De Externe Verwijzingsapplicatie (EVA) is toen geïntroduceerd, waarmee financiële instellingen informatie delen over betrokkenen. Pas in 2011 heeft het toenmalige College bescherming persoonsgegevens (de voorloper van de huidige Autoriteit Persoonsgegevens, AP) daar uitspraken over gedaan. Door een wijziging in het protocol over gegevensuitwisseling, is gebruik van deze zwarte lijst toegestaan. Sindsdien zijn steeds meer financiële instellingen aangesloten bij dit Incidentenwaarschuwingssysteem Financiële Instellingen (IFI).
Privacywetgeving dwong financiële instellingen ook toen al tot een strikt protocol voor het uitwisselen van persoonsgegevens. Dit Protocol Incidentenwaarschuwingssysteem Financiële Instellingen (PIFI) is in de loop der tijd enkele keren aangepast. De voorlaatste aanpassing vond plaats in 2013. In april 2021 is een nieuwe versie verschenen.
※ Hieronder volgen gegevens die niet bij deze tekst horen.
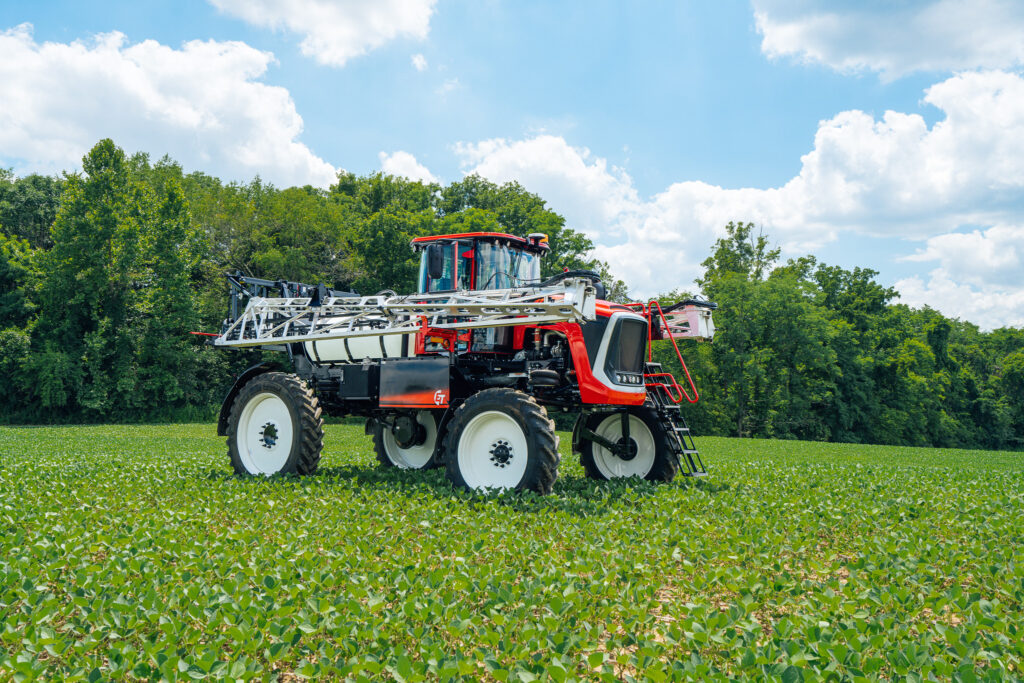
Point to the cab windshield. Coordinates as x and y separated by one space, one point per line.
487 266
446 282
500 267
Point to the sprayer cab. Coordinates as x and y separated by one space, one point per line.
477 261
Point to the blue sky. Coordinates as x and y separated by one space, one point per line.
888 138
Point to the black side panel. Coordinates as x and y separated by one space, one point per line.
415 383
358 381
593 333
225 408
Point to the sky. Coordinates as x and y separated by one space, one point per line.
873 134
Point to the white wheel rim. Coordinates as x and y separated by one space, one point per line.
611 465
265 434
493 452
415 457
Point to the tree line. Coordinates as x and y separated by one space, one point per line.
104 272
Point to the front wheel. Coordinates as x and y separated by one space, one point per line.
648 454
501 439
274 427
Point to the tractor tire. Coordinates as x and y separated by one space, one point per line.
653 459
274 427
417 457
501 439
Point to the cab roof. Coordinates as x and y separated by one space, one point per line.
535 242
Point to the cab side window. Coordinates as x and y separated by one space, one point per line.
465 265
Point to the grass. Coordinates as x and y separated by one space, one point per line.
131 552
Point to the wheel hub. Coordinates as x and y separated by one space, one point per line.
268 435
501 454
408 432
627 450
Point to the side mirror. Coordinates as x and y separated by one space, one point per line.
435 260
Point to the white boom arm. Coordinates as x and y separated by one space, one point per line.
281 321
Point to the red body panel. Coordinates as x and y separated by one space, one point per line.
591 389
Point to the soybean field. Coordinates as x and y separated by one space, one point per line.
132 552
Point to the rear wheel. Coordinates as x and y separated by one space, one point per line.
502 439
274 427
648 454
408 442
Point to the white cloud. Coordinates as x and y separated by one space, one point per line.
403 165
989 307
335 31
892 176
895 38
988 258
980 275
202 103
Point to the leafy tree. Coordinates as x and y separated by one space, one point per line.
29 206
16 273
89 304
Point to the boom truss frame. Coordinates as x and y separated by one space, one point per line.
290 319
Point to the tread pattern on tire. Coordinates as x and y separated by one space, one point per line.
666 466
309 430
542 468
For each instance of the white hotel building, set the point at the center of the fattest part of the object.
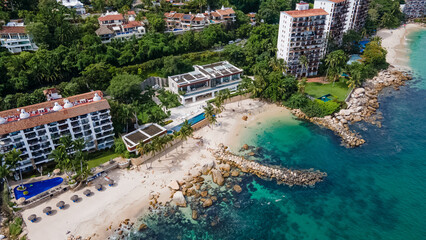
(205, 81)
(302, 33)
(36, 129)
(15, 38)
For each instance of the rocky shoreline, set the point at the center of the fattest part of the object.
(280, 174)
(362, 106)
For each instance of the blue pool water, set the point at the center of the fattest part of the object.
(374, 192)
(325, 98)
(192, 121)
(37, 187)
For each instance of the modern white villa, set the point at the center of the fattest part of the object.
(14, 37)
(74, 4)
(114, 25)
(205, 81)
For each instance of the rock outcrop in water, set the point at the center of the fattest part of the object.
(362, 106)
(282, 175)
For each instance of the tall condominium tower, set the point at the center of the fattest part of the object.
(357, 14)
(301, 33)
(336, 20)
(414, 8)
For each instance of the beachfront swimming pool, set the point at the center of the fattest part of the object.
(192, 121)
(35, 188)
(325, 98)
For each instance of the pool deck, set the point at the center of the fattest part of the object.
(183, 112)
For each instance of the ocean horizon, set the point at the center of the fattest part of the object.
(376, 191)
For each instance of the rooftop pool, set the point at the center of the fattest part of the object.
(36, 188)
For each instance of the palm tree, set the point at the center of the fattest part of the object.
(13, 158)
(301, 85)
(186, 130)
(278, 65)
(4, 169)
(218, 102)
(78, 146)
(63, 162)
(67, 142)
(335, 60)
(209, 113)
(303, 60)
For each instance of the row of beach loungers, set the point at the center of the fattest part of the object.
(61, 204)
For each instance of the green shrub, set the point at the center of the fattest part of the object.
(15, 228)
(318, 108)
(297, 100)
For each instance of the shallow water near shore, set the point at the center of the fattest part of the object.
(376, 191)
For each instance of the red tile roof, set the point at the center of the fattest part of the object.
(226, 11)
(337, 1)
(131, 13)
(132, 24)
(8, 29)
(306, 13)
(111, 17)
(38, 119)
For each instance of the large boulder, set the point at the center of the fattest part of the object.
(179, 199)
(225, 167)
(174, 185)
(194, 214)
(207, 203)
(207, 167)
(217, 177)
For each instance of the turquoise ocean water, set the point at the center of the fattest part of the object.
(377, 191)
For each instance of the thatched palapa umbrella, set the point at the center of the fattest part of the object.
(47, 210)
(87, 192)
(74, 198)
(21, 200)
(60, 204)
(32, 217)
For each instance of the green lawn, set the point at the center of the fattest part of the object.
(102, 158)
(340, 90)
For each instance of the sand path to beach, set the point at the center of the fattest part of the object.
(395, 42)
(130, 197)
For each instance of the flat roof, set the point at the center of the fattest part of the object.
(206, 72)
(143, 134)
(43, 113)
(306, 13)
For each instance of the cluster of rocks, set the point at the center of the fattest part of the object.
(362, 106)
(282, 175)
(195, 190)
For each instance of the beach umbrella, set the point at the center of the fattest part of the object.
(32, 217)
(60, 204)
(74, 198)
(21, 200)
(47, 210)
(87, 192)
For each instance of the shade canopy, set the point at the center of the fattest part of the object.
(21, 200)
(32, 217)
(47, 209)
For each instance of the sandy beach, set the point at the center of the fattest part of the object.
(98, 215)
(395, 42)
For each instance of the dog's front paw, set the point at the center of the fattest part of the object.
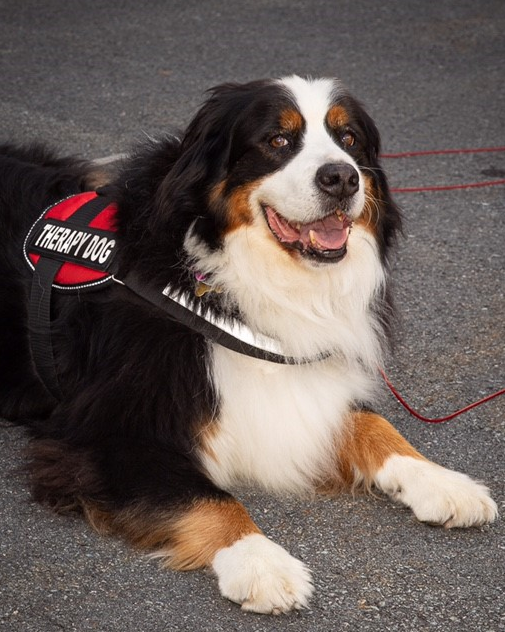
(261, 576)
(435, 494)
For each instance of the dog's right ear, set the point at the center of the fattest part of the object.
(205, 146)
(204, 158)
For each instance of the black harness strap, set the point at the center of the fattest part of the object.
(39, 319)
(201, 325)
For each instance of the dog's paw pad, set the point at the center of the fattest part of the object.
(262, 577)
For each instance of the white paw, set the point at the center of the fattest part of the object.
(262, 576)
(435, 494)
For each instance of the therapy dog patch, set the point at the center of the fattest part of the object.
(79, 232)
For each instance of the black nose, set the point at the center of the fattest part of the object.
(338, 179)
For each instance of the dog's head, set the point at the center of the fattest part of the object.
(294, 158)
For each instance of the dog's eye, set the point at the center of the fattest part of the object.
(348, 139)
(278, 141)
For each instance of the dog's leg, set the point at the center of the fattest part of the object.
(217, 533)
(376, 454)
(161, 503)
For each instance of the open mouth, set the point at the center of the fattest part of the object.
(324, 239)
De AP heeft in augustus ruim 160 financiële instellingen een vergunning gegeven om dit nieuwe protocol te gebruiken.
Het nieuwe PIFI is tekstueel sterk uitgebreid. Dat heeft vooral te maken met betere uitleg en verwijzing naar de nieuwe Algemene Verordening Gegevensbescherming (AVG) op grond waarvan de afweging gemaakt moet worden of het delen van gegevens in verhouding staat tot het hogere doel van het bestrijden van financiële criminaliteit. Maar inhoudelijk verandert er niet zo veel.
Elke financiële instelling heeft een verplicht Incidentenregister, dat slechts voor een kleine groep speciale werknemers (van een Veiligheidsafdeling) is in te zien. De ‘gewone’ werknemer krijgt alleen te zien of een klant al dan niet vermeld is in het Incidentenregister.
Deze informatie kan vastgelegd zijn in een Intern Verwijzingsregister (IVR), dat niet gedeeld wordt met andere partijen. Als de overtreding ernstig genoeg is, worden basale klantgegevens (zoals naam + geboortedatum) ook in een Extern Verwijzingsregister geplaatst (EVR).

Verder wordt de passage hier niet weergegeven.